Efficient techniques of treating the subgraphs as psuedo-nodes for
network analysis have not yet been developed and could be an
interesting problem.
## Patch manipulation
Patches are important for understanding what updates are taking place,
especially in the presence of concurrency. When patches happen at
different repositories with different cadences, sometimes we must
calculate whether a merge is possible without conflict by checking the
commutivity of patches.
- What algorithm should be used to check whether an insert / delete
patch over a subgraph commutes with another subgraph patch?
- What types of patches will improve commutivity for tree+list (JSON)
structures.
- What sub-space of JSON style can be equiped with CRDT patch logic to
speed up checks of commutivity?
## Shrinking delta dictionaries
As described above, we use a delta compression strategy, where a range
of data layers can be turned into one single data layer for more
efficient querying. This compression is transparent. we ensure that
the resulting compressed layer behaves the same way as the original
range. In particular, we ensure that any value that previously existed
(even if it has since been deleted) will be assigned the same id when
it appears in a triple, regardless of whether you use the original
layer stack or the delta layer as the basis of your operation. This
ensures we can do delta compression at the same time as operations on
the graph are occuring, as we can be sure that newly built layers will
still work with our delta layer.
One disadvantage of this approach is that we never throw away a
value. If we did throw away unused values, then when a new layer tries
to reuse these values, it'd allocate a new ID if built on top of a
delta-compressed layer, but reuse the existing ID if built on top of
the original layer stack. Therefore, because we wish to retain
equivalent behavior, we need to keep around old, unused values. This
means that if a particular database has a lot of changes in data
(rather than a lot of changes in links), over time, this database will
accrue a lot of unused dictionary entries.
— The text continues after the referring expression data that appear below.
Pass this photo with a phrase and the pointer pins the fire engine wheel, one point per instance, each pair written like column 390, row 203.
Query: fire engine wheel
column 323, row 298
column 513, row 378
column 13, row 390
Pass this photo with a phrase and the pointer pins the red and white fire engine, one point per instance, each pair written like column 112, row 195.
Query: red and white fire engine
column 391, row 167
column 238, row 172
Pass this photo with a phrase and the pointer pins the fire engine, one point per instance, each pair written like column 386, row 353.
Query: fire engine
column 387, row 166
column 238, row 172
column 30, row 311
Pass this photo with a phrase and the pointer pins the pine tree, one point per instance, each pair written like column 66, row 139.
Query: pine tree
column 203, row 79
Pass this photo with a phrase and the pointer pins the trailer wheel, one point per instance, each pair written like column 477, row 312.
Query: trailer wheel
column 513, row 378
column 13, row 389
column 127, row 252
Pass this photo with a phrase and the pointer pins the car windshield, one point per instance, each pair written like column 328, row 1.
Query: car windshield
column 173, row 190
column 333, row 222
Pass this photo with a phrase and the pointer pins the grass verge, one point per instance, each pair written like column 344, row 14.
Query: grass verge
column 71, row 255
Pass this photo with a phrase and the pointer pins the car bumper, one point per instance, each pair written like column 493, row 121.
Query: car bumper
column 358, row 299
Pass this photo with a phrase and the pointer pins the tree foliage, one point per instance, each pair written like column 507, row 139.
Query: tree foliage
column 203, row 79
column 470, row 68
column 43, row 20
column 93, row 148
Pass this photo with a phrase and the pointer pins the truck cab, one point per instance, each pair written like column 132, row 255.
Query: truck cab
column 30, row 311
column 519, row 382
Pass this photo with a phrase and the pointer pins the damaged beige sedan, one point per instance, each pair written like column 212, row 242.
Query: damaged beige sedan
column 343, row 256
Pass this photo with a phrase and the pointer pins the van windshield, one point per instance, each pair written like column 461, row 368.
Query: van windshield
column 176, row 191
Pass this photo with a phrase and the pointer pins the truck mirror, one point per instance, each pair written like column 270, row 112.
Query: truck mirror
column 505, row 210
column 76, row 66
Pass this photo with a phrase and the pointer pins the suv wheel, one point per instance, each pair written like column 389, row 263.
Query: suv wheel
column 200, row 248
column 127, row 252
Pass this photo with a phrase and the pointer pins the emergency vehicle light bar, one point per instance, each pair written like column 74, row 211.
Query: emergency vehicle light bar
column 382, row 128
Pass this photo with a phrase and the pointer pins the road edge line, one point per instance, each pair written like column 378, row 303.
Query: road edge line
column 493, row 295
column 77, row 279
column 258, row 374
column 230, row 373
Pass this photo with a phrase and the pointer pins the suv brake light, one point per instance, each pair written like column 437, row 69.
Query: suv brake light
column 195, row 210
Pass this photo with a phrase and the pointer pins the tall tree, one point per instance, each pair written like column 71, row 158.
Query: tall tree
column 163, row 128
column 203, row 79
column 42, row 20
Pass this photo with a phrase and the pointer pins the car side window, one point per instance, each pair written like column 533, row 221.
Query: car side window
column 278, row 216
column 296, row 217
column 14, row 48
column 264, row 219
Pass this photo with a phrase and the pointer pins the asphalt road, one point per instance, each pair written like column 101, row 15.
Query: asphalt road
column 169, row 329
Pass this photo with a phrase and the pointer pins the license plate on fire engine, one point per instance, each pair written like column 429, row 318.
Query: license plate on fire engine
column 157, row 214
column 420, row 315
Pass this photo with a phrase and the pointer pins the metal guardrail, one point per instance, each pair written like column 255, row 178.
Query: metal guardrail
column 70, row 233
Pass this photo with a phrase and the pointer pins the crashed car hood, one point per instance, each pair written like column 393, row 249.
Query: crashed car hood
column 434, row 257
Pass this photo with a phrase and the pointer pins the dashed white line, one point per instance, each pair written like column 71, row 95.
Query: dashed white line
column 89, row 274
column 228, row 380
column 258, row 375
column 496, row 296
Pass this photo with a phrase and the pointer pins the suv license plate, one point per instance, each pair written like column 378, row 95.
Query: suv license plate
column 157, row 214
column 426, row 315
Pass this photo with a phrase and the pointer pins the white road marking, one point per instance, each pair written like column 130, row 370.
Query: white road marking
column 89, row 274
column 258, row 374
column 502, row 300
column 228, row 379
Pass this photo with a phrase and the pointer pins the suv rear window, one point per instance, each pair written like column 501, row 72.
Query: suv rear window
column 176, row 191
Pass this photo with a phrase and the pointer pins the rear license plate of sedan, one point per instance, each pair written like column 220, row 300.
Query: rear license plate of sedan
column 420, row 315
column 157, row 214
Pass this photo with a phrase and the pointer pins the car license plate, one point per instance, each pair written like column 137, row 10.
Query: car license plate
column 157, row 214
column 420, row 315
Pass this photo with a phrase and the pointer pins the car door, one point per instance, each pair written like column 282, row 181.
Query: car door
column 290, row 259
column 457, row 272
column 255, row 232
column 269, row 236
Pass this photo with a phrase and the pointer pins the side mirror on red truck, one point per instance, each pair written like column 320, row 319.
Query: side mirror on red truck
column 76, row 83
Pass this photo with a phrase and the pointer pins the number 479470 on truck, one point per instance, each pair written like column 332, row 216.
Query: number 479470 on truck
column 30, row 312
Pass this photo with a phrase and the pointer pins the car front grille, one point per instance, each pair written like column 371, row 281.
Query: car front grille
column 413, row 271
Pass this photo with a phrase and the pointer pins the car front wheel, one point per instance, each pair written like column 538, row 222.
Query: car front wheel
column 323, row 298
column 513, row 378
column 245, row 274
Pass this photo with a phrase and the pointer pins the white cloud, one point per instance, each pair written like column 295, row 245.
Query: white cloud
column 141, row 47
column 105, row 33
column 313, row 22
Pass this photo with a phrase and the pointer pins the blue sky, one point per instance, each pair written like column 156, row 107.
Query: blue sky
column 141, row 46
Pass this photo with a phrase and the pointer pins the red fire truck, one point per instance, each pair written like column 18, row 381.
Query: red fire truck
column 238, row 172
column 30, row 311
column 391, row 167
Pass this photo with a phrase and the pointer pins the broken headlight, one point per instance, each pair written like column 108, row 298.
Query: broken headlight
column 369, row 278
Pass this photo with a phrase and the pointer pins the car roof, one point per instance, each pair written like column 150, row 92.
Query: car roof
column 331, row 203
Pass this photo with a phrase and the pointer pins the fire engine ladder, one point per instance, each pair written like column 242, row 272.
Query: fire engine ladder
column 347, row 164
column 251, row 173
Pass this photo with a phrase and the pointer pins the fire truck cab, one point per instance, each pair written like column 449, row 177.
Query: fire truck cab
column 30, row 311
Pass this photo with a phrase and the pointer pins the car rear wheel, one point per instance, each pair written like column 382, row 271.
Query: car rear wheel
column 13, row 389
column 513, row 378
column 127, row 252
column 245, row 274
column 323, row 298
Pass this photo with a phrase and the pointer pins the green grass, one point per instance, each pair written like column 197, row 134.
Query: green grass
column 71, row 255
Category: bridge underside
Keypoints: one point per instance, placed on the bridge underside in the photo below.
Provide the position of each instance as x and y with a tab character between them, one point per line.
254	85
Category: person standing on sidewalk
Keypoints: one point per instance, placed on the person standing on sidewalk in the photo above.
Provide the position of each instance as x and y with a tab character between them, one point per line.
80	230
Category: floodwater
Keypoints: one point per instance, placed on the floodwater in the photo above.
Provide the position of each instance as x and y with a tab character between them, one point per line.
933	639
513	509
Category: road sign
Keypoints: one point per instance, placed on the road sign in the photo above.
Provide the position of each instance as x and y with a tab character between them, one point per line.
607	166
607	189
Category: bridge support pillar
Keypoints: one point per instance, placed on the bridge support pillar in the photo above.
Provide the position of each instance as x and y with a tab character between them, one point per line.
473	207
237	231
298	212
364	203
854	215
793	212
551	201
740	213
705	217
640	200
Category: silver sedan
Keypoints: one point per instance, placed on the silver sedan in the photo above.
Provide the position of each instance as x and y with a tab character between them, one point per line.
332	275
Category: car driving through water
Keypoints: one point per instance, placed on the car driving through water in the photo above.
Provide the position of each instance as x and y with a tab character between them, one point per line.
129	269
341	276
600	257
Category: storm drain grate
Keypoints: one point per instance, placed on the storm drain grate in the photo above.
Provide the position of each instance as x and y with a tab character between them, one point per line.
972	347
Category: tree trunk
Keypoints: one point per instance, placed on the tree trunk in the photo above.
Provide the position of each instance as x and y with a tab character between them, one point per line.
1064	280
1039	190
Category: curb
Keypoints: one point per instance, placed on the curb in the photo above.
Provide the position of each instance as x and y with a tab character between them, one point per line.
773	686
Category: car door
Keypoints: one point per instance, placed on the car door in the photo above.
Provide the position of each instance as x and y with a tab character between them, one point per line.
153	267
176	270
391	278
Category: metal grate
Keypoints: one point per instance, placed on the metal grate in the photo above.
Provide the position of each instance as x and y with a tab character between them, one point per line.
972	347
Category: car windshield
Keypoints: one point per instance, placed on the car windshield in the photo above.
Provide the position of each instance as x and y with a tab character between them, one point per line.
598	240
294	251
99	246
Contrast this with a squash operation, where we build a completely new
layer without taking care to be compatible. In this case, we can
actually throw away old values, and build new dictionaries where these
values simply do not occur, resulting in smaller dictionaries. But
squashes cannot be done concurrently with graph modifications. They
have to stop the world while they're built, preventing new layers from
being constructed on top of the old data until that operation is done.
It may be worthwhile to see if there's some way to create a delta
layer which does omit unused dictionary values, but which can still be
built concurrently. Possible solutions:
- have special layers where particular ids are permanently released
- Use squash and rebuild any new concurrently built layers afterwards
A related problem is that over time IDs get larger, requiring more
storage to hold them. It would be good if it was possible to reorder
IDs such that the most used IDs are small.